土木工事会社
土木工事業界は一時持ち直すも現状維持~低迷状態
土木工事会社は、道路、橋、トンネル、ダムなどの公共インフラに関わる工事を主に担当します。官公庁などから直接工事を請け負う場合もありますが、建設会社(ゼネコン)からの発注を受けて、一次請け、二次請け…として実際の工事を担当するケースも多いです。
土木工事の業界は、長引く不況や景気悪化、資材高騰のため低迷が続いていました。しかし近年は公共事業投資や震災復興、東京オリンピックに伴うインフラ整備などの建設特需によって徐々に工事数が増加し、一時期の低迷は持ち直しつつあります。転職ステーションが集計した業界全体の売上高の推移を見ると、2011年以降は増加傾向に転じ、2014年からは横ばい〜やや下落傾向となっています。
国土交通省の「建設工事受注動態統計調査」によると、平成29年度の土木工事の受注高は23兆4116億円、前年比2.7%減という結果でした。土木工事は公共事業の割合が大きいですが、公共、民間ともに横ばい〜やや減少傾向にあり、建築経済研究所の「建築投資の見通し」によると、政府土木投資は以降も緩やかに減少するとの見通しもあります。
インフラの老朽化に加えて、近年の災害の多発に伴う復興や補修、補強作業などの見込みはありますが、今後は不透明な状況です。
(出典:建築経済研究所「建築投資の見通し(2018年度・2019年度見通し)」」)
若手の人材不足とIT化が急務
建設業界全般に言えることですが、土木工事会社も深刻な人材不足に悩まされています。建設業における29歳以下の割合はおよそ11%と、他業種に比べて高年齢化が目立ちます。

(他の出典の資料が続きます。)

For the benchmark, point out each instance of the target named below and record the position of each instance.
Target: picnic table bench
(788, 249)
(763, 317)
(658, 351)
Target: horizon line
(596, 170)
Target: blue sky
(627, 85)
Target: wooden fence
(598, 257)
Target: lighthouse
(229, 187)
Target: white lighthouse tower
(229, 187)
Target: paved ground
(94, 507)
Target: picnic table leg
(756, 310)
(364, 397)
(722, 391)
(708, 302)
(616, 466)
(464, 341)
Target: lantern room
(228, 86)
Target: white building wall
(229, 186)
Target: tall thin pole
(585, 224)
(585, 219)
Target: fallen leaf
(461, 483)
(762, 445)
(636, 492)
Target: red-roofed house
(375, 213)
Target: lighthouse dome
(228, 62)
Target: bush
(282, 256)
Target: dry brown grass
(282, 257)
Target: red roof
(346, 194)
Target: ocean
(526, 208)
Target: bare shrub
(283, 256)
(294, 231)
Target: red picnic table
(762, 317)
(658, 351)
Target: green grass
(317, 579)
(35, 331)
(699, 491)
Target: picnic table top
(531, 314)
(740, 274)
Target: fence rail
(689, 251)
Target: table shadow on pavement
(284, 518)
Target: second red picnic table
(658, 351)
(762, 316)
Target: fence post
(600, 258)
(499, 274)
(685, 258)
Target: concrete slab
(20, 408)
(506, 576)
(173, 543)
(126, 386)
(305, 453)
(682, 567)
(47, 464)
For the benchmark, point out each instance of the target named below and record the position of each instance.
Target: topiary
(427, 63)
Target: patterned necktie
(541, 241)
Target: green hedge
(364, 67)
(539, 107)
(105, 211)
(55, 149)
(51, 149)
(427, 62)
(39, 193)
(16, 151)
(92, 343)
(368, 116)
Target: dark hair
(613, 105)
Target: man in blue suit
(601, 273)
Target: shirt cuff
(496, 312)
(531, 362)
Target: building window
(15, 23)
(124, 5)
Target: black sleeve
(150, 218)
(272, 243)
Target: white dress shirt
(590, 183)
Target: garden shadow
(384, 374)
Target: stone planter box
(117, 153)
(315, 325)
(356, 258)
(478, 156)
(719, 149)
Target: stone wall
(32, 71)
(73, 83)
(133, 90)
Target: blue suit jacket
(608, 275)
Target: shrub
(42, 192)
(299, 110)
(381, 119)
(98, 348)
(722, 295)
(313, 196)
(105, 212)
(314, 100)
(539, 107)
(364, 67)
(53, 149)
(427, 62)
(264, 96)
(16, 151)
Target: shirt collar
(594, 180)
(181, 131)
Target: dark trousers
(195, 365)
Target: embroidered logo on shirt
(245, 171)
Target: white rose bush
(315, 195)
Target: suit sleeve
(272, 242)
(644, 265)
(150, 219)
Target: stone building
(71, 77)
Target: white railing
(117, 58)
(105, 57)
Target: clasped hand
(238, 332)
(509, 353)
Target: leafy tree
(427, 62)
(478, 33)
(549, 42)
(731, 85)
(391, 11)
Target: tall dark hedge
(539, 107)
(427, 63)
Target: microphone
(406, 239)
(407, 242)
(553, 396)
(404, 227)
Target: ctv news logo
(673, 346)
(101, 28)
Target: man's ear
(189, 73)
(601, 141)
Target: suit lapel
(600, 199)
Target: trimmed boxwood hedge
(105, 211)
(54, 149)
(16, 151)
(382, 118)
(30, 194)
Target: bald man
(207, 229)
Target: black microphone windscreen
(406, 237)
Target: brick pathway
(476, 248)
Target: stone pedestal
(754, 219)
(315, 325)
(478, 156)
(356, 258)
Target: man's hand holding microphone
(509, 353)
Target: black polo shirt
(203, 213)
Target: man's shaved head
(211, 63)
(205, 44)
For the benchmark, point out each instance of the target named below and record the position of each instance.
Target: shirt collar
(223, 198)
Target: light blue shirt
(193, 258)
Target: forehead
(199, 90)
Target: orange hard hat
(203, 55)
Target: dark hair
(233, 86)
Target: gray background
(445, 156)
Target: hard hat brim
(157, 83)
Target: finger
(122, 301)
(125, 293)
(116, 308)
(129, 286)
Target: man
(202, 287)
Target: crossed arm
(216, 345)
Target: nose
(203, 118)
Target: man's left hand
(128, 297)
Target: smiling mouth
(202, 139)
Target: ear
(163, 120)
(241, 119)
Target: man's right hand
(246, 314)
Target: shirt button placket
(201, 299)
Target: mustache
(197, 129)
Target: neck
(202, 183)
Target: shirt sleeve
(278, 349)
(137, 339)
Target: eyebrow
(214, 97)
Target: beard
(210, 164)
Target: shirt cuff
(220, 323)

数年後の大量退職に備えて、若手の人材確保のために、労働環境の改善などに注力する動きもみられます。
また、建設業界の生産効率化を図るべく、国土交通省は建設ICTの導入を推進しています。
業界全体の将来性としては懸念点はあるものの、転職を検討する若手は、人材不足かつIT技術に明るいという意味もあって比較的歓迎ムードと言えそうです。